After Lincoln issued the Emancipation Proclamation in 1863, slaves who escaped to the Union lines often volunteered to serve as Union soldiers. Over the course of the War, 180,000 African-Americans served in the Union Army. However, when they were captured, the Confederates refused to treat blacks equally as their white comrades in arms. Rather, the Confederates sold them back into slavery or used them as slaves for their own army, or worse, executed them. At this point, Grant, supported by Lincoln, ended
 the prisoner exchange program for he would not accept black and white captured soldiers being treated differently.  Grant also had other motivations—to prevent paroled Confederates from resuming the fight and adding to the South’s military capacity. He recognized and wanted to maintain the Union’s strength in numbers.

Andersonville was selected as the prison site for it was removed from the battlefront on a hillside in a remote area of Georgia, close to a railroad line, near fields of crops and timber.  Essential to the choice of location was that a stream ran through the prison to provide a supply of water. It was aptly named the Stockade Branch of the Sweetwater Creek. In fact, the flowing water barely kept the men alive and instead became a source of major disease often leading to death. In fact, about 15% or over 56,000 soldiers died in captivity on both the Union and the Confederate sides.

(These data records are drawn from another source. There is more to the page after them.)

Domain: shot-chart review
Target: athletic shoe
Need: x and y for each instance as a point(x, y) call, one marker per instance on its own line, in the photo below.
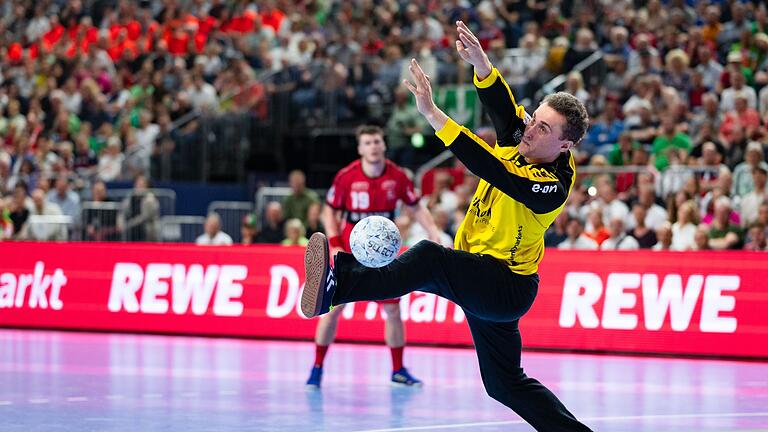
point(320, 281)
point(402, 377)
point(315, 377)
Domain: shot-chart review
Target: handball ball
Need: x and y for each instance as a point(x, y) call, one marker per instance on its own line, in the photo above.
point(375, 241)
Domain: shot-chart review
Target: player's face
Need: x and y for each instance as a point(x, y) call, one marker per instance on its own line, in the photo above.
point(542, 139)
point(371, 148)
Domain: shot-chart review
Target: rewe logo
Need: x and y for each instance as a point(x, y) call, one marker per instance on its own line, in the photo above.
point(13, 288)
point(583, 291)
point(197, 286)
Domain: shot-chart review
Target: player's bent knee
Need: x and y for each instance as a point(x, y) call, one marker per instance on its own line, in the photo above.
point(428, 247)
point(393, 311)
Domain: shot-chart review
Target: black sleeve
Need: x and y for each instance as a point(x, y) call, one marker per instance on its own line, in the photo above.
point(507, 116)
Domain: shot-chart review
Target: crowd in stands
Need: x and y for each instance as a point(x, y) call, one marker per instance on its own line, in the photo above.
point(95, 90)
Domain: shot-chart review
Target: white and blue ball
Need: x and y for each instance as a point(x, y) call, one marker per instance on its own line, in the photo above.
point(375, 241)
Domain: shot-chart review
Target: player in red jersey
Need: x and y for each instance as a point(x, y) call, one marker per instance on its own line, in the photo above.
point(371, 185)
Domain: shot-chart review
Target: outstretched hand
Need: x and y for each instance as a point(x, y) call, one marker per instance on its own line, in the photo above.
point(469, 49)
point(422, 90)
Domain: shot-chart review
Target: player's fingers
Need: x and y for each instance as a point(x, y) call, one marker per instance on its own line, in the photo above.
point(409, 86)
point(418, 74)
point(471, 36)
point(466, 41)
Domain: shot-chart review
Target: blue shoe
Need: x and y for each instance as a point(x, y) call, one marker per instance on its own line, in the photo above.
point(320, 281)
point(402, 377)
point(315, 377)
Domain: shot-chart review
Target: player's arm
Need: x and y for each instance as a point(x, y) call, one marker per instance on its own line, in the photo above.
point(507, 116)
point(537, 189)
point(332, 214)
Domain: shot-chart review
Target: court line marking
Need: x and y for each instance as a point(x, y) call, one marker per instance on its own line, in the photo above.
point(608, 418)
point(77, 399)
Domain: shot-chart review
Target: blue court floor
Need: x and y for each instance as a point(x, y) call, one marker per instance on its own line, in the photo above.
point(74, 382)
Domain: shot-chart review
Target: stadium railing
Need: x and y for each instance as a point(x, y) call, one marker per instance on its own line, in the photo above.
point(181, 229)
point(231, 214)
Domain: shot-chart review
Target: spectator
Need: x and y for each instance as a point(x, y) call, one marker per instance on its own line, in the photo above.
point(669, 140)
point(19, 208)
point(607, 200)
point(645, 236)
point(403, 124)
point(677, 75)
point(597, 230)
point(723, 234)
point(619, 240)
point(701, 238)
point(248, 229)
point(6, 224)
point(213, 235)
point(576, 238)
point(711, 161)
point(664, 238)
point(656, 215)
point(314, 223)
point(709, 115)
point(44, 222)
point(141, 210)
point(751, 201)
point(100, 221)
point(738, 87)
point(524, 71)
point(583, 47)
point(708, 66)
point(757, 238)
point(296, 205)
point(295, 233)
point(111, 160)
point(622, 152)
point(684, 229)
point(67, 201)
point(741, 117)
point(273, 230)
point(442, 196)
point(743, 174)
point(558, 232)
point(605, 132)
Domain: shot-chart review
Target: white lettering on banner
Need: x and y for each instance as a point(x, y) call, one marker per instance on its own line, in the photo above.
point(155, 286)
point(715, 302)
point(671, 297)
point(582, 292)
point(580, 305)
point(14, 288)
point(275, 308)
point(617, 299)
point(284, 298)
point(195, 285)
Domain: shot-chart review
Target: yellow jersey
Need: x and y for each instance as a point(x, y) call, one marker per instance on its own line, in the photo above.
point(515, 202)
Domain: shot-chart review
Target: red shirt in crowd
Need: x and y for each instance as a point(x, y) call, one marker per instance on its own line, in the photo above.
point(360, 196)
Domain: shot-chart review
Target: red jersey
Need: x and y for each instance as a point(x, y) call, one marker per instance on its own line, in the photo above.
point(359, 196)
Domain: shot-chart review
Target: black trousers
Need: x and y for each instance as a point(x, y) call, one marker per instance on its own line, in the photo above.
point(493, 299)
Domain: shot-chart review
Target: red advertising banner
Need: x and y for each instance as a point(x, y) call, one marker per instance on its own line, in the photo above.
point(706, 303)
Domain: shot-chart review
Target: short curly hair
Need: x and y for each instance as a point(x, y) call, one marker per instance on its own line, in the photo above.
point(575, 113)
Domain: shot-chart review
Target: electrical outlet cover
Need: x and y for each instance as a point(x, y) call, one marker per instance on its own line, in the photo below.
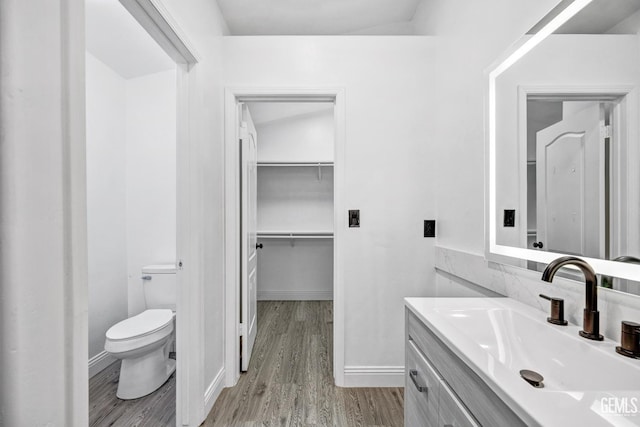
point(429, 228)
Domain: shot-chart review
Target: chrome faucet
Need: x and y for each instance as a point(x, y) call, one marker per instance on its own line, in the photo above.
point(591, 316)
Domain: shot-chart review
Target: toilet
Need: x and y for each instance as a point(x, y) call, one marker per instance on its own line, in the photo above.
point(143, 341)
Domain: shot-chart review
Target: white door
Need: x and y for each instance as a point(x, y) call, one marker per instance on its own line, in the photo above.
point(569, 176)
point(249, 175)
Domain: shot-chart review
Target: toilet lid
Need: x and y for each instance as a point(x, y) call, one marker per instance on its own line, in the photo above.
point(144, 323)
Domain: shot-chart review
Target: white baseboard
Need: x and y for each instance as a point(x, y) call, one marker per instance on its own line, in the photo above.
point(213, 391)
point(374, 376)
point(295, 295)
point(99, 362)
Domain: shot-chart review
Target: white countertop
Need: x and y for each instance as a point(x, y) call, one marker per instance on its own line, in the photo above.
point(586, 382)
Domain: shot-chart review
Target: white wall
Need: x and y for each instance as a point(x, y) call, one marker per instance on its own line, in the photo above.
point(304, 138)
point(203, 26)
point(151, 177)
point(42, 215)
point(106, 200)
point(389, 171)
point(43, 274)
point(469, 37)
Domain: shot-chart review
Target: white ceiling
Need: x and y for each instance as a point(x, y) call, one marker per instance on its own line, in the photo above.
point(318, 17)
point(117, 40)
point(267, 112)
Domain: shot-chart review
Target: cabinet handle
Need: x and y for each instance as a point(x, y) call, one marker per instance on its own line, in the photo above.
point(413, 374)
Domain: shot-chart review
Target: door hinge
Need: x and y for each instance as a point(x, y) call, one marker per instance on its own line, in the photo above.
point(244, 130)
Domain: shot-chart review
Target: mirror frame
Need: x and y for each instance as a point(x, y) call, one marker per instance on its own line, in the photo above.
point(506, 254)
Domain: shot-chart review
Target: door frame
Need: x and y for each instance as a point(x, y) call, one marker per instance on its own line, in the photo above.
point(626, 98)
point(232, 215)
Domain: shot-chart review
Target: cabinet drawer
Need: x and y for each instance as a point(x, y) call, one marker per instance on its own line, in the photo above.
point(487, 408)
point(451, 412)
point(421, 407)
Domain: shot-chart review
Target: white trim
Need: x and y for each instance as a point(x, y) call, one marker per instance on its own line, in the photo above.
point(295, 295)
point(213, 391)
point(374, 376)
point(99, 362)
point(231, 233)
point(154, 17)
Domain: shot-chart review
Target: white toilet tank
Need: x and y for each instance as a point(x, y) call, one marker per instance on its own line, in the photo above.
point(159, 286)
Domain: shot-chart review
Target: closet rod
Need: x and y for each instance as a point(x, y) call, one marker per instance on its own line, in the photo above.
point(286, 236)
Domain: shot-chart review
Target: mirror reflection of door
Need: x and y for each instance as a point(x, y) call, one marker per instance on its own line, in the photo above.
point(568, 176)
point(569, 155)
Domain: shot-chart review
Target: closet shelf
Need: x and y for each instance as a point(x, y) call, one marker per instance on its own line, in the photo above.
point(296, 164)
point(295, 234)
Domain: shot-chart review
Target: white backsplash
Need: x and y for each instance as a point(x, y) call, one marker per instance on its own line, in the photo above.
point(466, 274)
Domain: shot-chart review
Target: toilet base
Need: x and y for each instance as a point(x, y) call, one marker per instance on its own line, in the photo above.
point(143, 375)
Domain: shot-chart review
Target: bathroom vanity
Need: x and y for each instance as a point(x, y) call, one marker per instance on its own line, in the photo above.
point(463, 363)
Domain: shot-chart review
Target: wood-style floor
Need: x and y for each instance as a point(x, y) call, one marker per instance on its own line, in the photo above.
point(155, 410)
point(290, 380)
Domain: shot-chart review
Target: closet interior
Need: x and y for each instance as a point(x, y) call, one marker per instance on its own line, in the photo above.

Originally intended to hold 10,000 men on 16 1/2 acres surrounded by a 15 foot high stockade wall, the prison was later expanded to 26 acres holding over 32,000 prisoners in the worst possible conditions – leading to malnutrition, vitamin deficiency, infection among other appalling conditions.  As the prisoners became more numerous, a second low rail fence was built inside and parallel to the higher stockade fence and became known as the “Deadline.” Any Union prisoner who went between these two fences could be shot by a guard who was stationed along the top of the stockade fence in a crow’s nest perch. This sentry box was reached by ladder from outside the stockade.   

Remarkably, Dorence Atwater, a 19-year-old from the 2ndNew York cavalry, preserved the names and many of the grave locations of the Union soldiers. He secretly recorded names and burial locations as he worked in the POW hospital. 
Stakes marking "Deadline" and stockade

Survivors' reunion at Andersonville, late 19th century

North double gate entrance through stockade (reconstruction)

One of the many......
Originally, the narrow graves in the red Georgia dirt were simply marked with numbered sticks. After the Civil War ended, Atwater assisted by Clara Barton, the battlefield nurse who later founded the American Red Cross, placed headstones to identify the individual prisoners-of-war who laid buried there.

 THE CAMP COMMANDANT, SWISS-BORN HENRY WIRZ

When the Civil War ended General Grant accepted Lee’s surrender at Appomattox. In the spirit of reconciliation, Grant allowed the confederate officers to return to their homes and farms with their horses and side-arms.  However, Captain Henry Wirz had a different fate. He was the only Confederate officer tried as a war criminal, declared guilty and executed for war crimes, Wirz was hanged on November 10, 1865 in Washington DC. And thus ended a terribly sad chapter in the history of the American Civil War.